September 11 accused makes link between al Qaeda and Chechnya
Mounir El Motassadeq, the first suspected Sept. 11 conspirator to stand trial, said the men headed to Afghanistan to train in hopes of later combating what they regarded as Russian crimes in Chechnya.
The four included Mohammed Atta, Marwan Al Shehi and Ziad Jarrah, who US authorities believed piloted three of the hijacked planes on September 11. The fourth was Ramzi Bin Al Shaibah, an alleged accomplice arrested in Pakistan last month.
“Atta, Al Shehi, Bin Al Shaibah and Jarrah wanted to go to Chechnya because of the massacre the Russians were carrying out,” Motassadeq told the court, divided into two by a bullet-proof glass screen.
His comments back up claims by Russian authorities of a link between Chechen rebels and Osama bin Laden's Islamist al Qaeda network.
Chechen guerrillas took more than 700 people hostage in a Moscow theatre last week. Russian special forces used a mystery gas to end the siege early Saturday morning.

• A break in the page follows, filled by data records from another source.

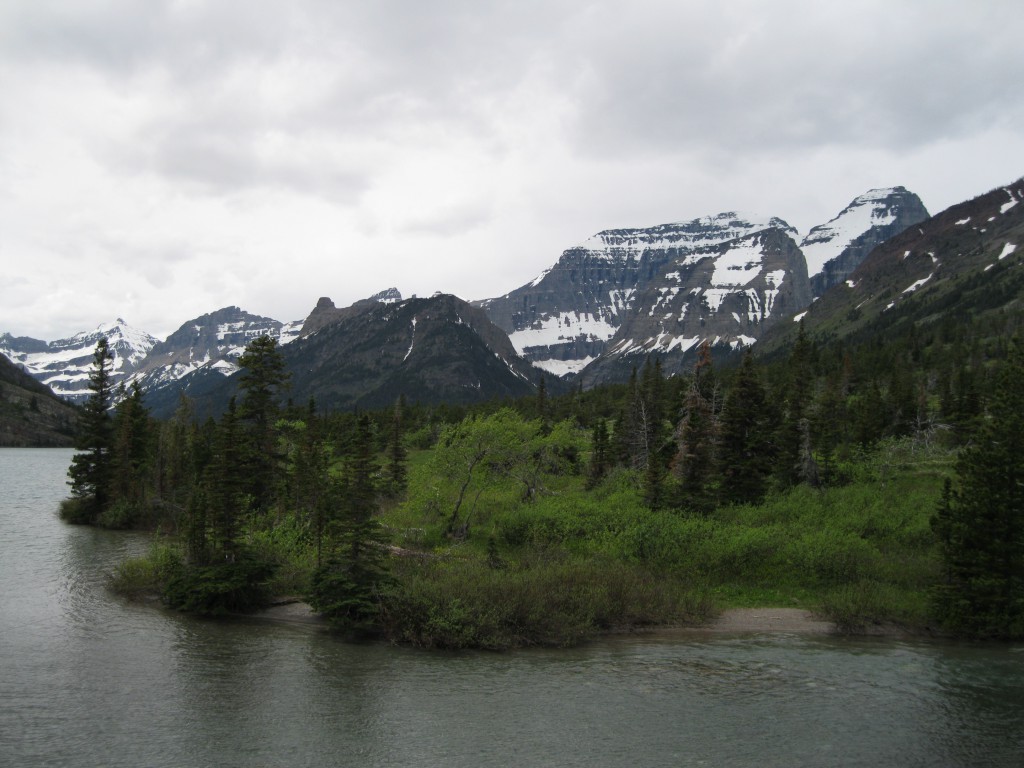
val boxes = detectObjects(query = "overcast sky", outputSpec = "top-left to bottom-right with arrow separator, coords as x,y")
0,0 -> 1024,340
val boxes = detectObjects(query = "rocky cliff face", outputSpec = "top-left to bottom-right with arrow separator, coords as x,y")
800,186 -> 929,296
283,295 -> 539,409
125,306 -> 297,392
0,317 -> 158,403
478,212 -> 796,376
759,179 -> 1024,354
0,355 -> 78,447
582,227 -> 811,386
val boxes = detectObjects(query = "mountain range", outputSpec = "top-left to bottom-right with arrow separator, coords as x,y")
8,181 -> 1024,423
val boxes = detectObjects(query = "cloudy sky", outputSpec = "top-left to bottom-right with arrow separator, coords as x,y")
0,0 -> 1024,340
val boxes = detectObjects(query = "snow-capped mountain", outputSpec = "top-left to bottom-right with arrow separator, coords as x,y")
0,317 -> 158,402
759,179 -> 1024,354
131,306 -> 302,391
478,186 -> 928,383
478,212 -> 797,376
582,227 -> 811,386
800,186 -> 929,296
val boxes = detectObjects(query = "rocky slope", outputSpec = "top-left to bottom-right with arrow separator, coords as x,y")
478,212 -> 796,375
0,355 -> 78,447
479,187 -> 928,385
131,306 -> 299,392
146,295 -> 541,418
0,317 -> 158,403
800,186 -> 929,297
582,227 -> 811,386
283,295 -> 539,409
759,179 -> 1024,354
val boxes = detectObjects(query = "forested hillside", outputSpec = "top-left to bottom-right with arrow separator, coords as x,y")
65,270 -> 1024,647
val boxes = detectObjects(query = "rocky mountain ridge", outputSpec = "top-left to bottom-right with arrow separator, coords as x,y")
0,317 -> 159,403
800,186 -> 929,298
0,355 -> 78,447
0,187 -> 946,407
477,187 -> 928,378
760,179 -> 1024,354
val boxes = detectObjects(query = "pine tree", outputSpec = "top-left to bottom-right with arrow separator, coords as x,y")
587,419 -> 611,488
239,336 -> 288,511
387,397 -> 407,495
719,350 -> 773,504
775,321 -> 812,487
932,345 -> 1024,638
112,382 -> 153,511
68,338 -> 114,523
309,415 -> 390,631
205,397 -> 246,560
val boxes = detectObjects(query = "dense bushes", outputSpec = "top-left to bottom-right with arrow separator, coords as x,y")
381,556 -> 711,648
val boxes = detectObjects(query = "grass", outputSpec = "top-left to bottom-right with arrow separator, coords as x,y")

More than 100 hostages died of the gas.
Motassadeq, 28, an electrical engineering student, is charged as an accessory to 3,045 murders in New York and Washington, DC.

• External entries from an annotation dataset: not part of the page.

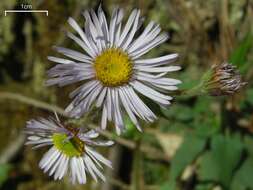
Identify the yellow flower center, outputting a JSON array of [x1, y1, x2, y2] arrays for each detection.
[[94, 48, 133, 87], [52, 133, 85, 157]]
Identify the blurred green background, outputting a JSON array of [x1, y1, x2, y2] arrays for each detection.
[[0, 0, 253, 190]]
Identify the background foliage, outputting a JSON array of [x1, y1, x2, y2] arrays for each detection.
[[0, 0, 253, 190]]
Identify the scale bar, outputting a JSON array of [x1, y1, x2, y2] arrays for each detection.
[[4, 10, 48, 16]]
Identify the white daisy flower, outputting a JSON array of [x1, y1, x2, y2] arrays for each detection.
[[47, 7, 181, 133], [25, 114, 113, 184]]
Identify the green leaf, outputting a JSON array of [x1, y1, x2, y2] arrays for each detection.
[[198, 135, 243, 187], [0, 164, 11, 187], [170, 136, 206, 182], [231, 157, 253, 190]]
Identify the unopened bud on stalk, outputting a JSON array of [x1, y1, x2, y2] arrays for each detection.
[[202, 63, 246, 96]]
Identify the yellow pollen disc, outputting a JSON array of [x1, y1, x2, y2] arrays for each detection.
[[94, 48, 133, 87]]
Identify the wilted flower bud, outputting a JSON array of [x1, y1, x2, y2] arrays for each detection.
[[204, 63, 246, 96]]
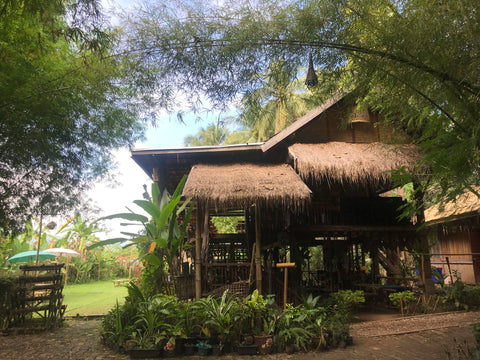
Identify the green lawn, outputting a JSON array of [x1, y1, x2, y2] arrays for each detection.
[[63, 280, 127, 316]]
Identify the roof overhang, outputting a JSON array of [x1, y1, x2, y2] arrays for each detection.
[[183, 164, 311, 209], [288, 142, 419, 186]]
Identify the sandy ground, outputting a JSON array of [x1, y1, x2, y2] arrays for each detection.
[[0, 312, 480, 360]]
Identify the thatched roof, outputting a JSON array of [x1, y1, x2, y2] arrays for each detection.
[[288, 142, 419, 185], [183, 164, 311, 209], [425, 186, 480, 224]]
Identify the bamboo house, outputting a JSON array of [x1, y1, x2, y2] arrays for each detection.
[[132, 94, 432, 302]]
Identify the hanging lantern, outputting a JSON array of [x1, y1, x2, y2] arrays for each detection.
[[305, 53, 318, 86]]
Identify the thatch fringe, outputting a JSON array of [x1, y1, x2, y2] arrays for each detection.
[[425, 186, 480, 224], [288, 142, 420, 186], [183, 164, 311, 211]]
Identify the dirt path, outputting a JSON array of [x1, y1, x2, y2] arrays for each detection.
[[0, 312, 480, 360]]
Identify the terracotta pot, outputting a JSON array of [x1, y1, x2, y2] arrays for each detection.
[[253, 335, 273, 355]]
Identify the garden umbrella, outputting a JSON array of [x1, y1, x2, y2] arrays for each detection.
[[45, 247, 80, 257], [8, 250, 56, 263], [45, 247, 80, 286]]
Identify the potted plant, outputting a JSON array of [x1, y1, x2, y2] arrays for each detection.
[[197, 341, 212, 356], [163, 336, 177, 357], [278, 304, 312, 354], [253, 313, 278, 354], [236, 335, 257, 355], [198, 290, 240, 352]]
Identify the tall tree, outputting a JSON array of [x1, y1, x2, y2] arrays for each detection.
[[121, 0, 480, 211], [226, 60, 319, 144], [0, 0, 143, 231]]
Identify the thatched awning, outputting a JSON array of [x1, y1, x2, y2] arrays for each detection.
[[425, 186, 480, 224], [183, 164, 311, 209], [288, 142, 419, 186]]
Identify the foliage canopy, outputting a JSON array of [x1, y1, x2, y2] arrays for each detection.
[[121, 0, 480, 208], [0, 0, 143, 230]]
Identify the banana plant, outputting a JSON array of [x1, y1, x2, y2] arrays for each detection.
[[88, 176, 193, 275]]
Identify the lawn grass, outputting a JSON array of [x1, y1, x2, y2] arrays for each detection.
[[63, 280, 127, 316]]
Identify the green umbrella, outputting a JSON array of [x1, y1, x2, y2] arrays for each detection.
[[8, 250, 56, 263]]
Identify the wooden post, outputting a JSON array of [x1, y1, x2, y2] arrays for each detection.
[[277, 263, 295, 310], [195, 206, 202, 300], [255, 204, 262, 295]]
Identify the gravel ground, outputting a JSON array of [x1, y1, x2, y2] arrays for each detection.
[[0, 312, 480, 360]]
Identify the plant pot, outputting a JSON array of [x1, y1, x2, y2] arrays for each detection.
[[128, 348, 162, 359], [237, 344, 257, 355], [222, 341, 232, 354], [197, 343, 212, 356], [183, 344, 197, 356], [310, 336, 327, 351], [162, 349, 177, 358], [212, 344, 223, 356], [175, 337, 187, 356], [253, 335, 273, 355]]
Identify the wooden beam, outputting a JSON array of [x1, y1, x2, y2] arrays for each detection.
[[195, 207, 202, 300], [291, 225, 418, 233], [277, 263, 295, 310], [255, 205, 262, 295]]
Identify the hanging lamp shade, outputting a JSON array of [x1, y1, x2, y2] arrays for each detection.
[[305, 53, 318, 86]]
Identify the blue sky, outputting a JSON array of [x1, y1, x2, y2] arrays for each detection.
[[88, 0, 234, 239]]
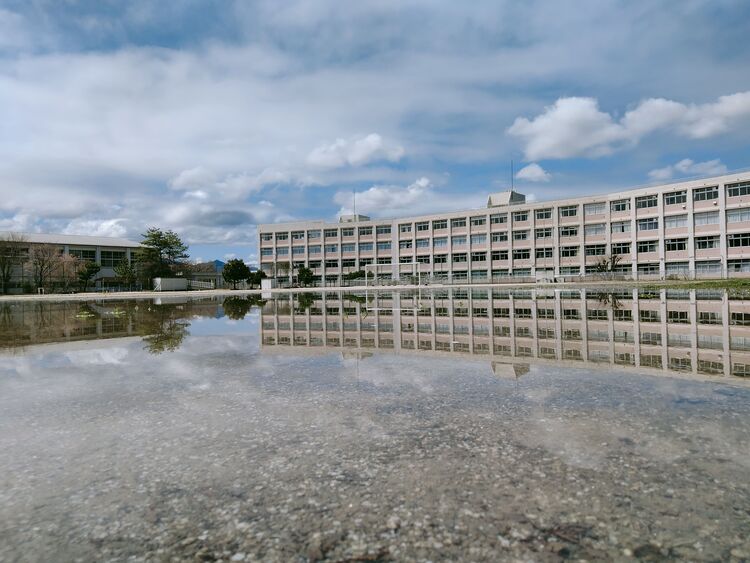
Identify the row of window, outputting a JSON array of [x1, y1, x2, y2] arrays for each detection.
[[264, 205, 750, 245]]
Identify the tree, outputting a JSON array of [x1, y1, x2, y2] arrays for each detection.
[[221, 258, 250, 289], [27, 244, 62, 294], [78, 260, 102, 291], [0, 233, 28, 293], [114, 258, 138, 288], [297, 266, 315, 286], [247, 270, 268, 289], [135, 227, 188, 279]]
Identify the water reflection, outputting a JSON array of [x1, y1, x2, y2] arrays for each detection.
[[261, 288, 750, 384]]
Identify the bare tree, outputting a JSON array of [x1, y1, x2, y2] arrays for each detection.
[[28, 244, 62, 289], [0, 233, 28, 293]]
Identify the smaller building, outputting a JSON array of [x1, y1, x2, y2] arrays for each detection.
[[0, 231, 141, 293]]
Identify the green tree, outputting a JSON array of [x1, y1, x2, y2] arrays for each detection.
[[0, 233, 28, 293], [78, 260, 102, 291], [114, 258, 138, 289], [221, 258, 250, 289], [247, 270, 268, 289], [297, 266, 315, 286], [135, 227, 188, 279]]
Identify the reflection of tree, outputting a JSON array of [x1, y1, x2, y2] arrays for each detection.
[[140, 305, 190, 354], [224, 297, 253, 321]]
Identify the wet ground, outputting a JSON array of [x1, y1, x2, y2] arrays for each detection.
[[0, 302, 750, 561]]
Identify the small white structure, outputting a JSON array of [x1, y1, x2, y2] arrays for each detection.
[[154, 278, 188, 291]]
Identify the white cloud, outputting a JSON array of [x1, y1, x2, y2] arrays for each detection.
[[516, 162, 552, 182], [62, 219, 128, 237], [307, 133, 404, 168], [648, 158, 727, 180], [507, 91, 750, 160]]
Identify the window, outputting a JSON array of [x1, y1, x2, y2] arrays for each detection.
[[727, 233, 750, 248], [609, 199, 630, 213], [727, 208, 750, 223], [586, 244, 607, 256], [560, 227, 578, 237], [101, 250, 126, 268], [726, 182, 750, 197], [68, 248, 96, 265], [693, 186, 719, 201], [695, 211, 719, 227], [560, 205, 578, 217], [536, 209, 552, 221], [492, 250, 508, 260], [560, 246, 579, 258], [535, 227, 552, 239], [695, 235, 721, 250], [583, 203, 607, 215], [664, 215, 687, 229], [664, 190, 687, 205], [635, 195, 659, 209], [664, 238, 687, 252], [583, 223, 607, 237], [612, 221, 630, 233], [536, 248, 552, 258], [667, 311, 690, 324], [612, 242, 630, 254]]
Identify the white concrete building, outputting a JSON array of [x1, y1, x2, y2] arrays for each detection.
[[258, 172, 750, 285]]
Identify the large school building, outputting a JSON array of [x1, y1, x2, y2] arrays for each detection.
[[258, 172, 750, 285]]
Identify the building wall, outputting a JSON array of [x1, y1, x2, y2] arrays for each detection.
[[258, 172, 750, 283]]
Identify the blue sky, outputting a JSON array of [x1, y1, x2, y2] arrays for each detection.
[[0, 0, 750, 262]]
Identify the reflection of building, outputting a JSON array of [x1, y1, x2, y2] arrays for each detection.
[[0, 232, 141, 293], [261, 288, 750, 377], [258, 172, 750, 285]]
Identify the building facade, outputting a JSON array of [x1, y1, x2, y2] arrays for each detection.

He is also charged with membership in the Islamist cell in Hamburg accused of leading the Sept. 11 attacks.
Prosecutors say the four men went to Afghanistan in November 1999 to prepare the Sept. 11 attacks.
A second group, including Motassadeq, followed six months later.
The accused acknowledged in court a week ago he had attended an al Qaeda camp in Afghanistan in 2000 to learn to fire Kalashnikov rifles.
However, he said that was to fulfil a demand of Islam to be trained in the use of weapons and not for any specific attack.
At the end of testimony Tuesday, Motassadeq also said a Muslim student group he joined in Hamburg did little more than pray and meet for dinner. “We just had a small prayer room,” said Motassadeq.